Premières lignes est un rendez-vous initié par Ma Lecturothèque. Le principe est simple, tous les dimanches je vais vous citer les premières lignes de mon roman actuel.

Pour ce cinquantième rendez-vous, je vais vous parler du livre En vérité d’Yves Gaudin.
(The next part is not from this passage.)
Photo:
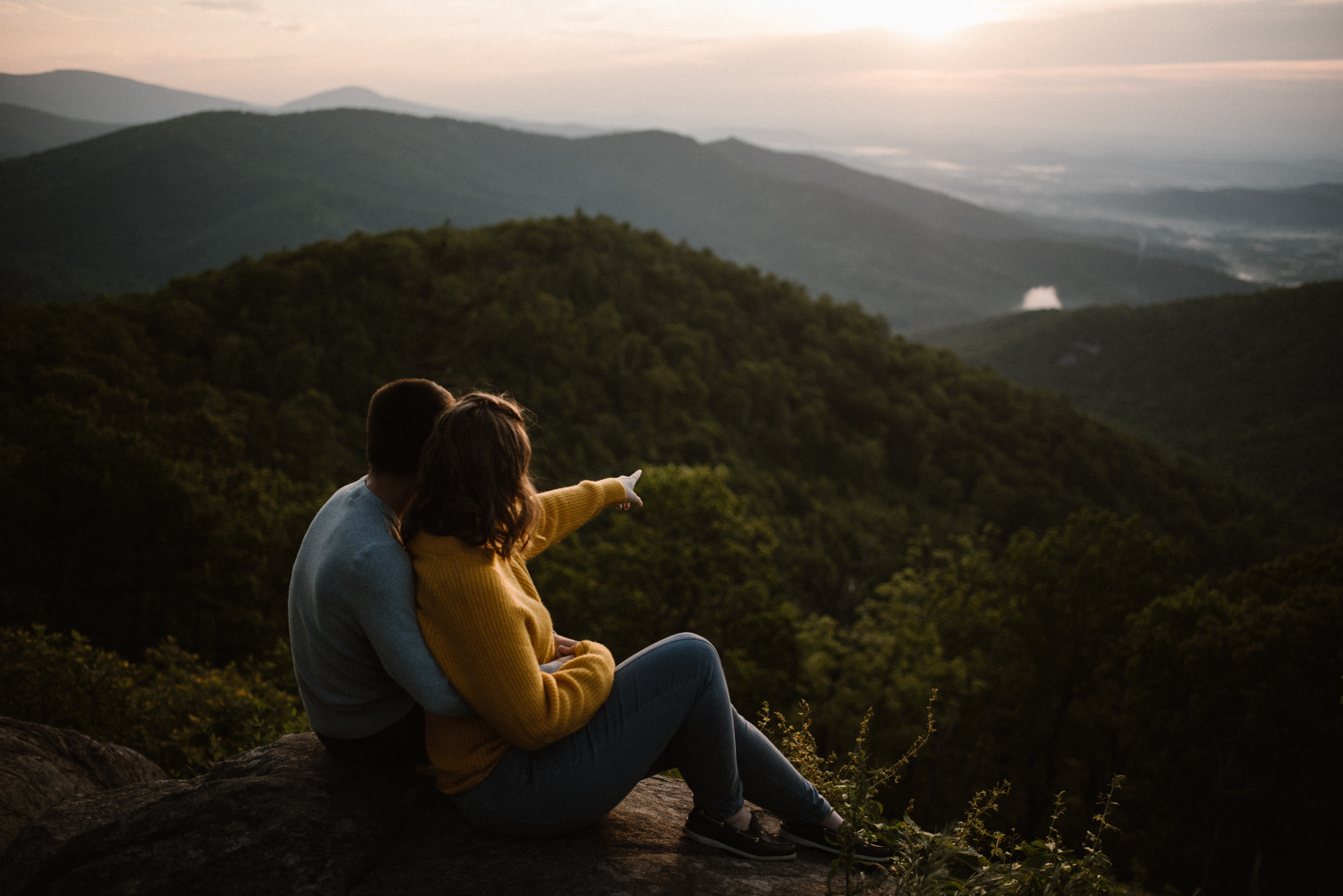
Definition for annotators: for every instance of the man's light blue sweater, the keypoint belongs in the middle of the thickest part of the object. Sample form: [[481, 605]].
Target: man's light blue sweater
[[359, 655]]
Tous les matins, je traverse la route les yeux fermés. C’est un rituel. Je n’y peux rien. Alors que d’autres se piquent le tube, se bourrent la gueule ou trompent leur femme, moi c’est la route qui est mon juge, mon destin, ma révérence bientôt. C’est moche, je sais. Trois ans que ça dure, ça fait beaucoup de matins. Tout du long, c’est des saules pleureurs. On y vient au pas de charge. Pleins de gens dedans. Une fois, on s’est arrêté, pas en colère, rien du tout, juste si on pouvait m’aider, des gens bien, et puis on est reparti. Aujourd’hui c’est désert, personne, pas un chat. Va savoir. Faut dire que ce n’est pas la nationale la plus fréquentée non plus, mais quand même, un accident c’est vite arrivé, et puis des deux-roues, il en vient, ça tue un homme, et même facilement, on ne sait pas, on ne sait jamais. Parfois ça fait crac dans le vent. Je pense que c’est pour moi. Et puis non. Juste une branche morte.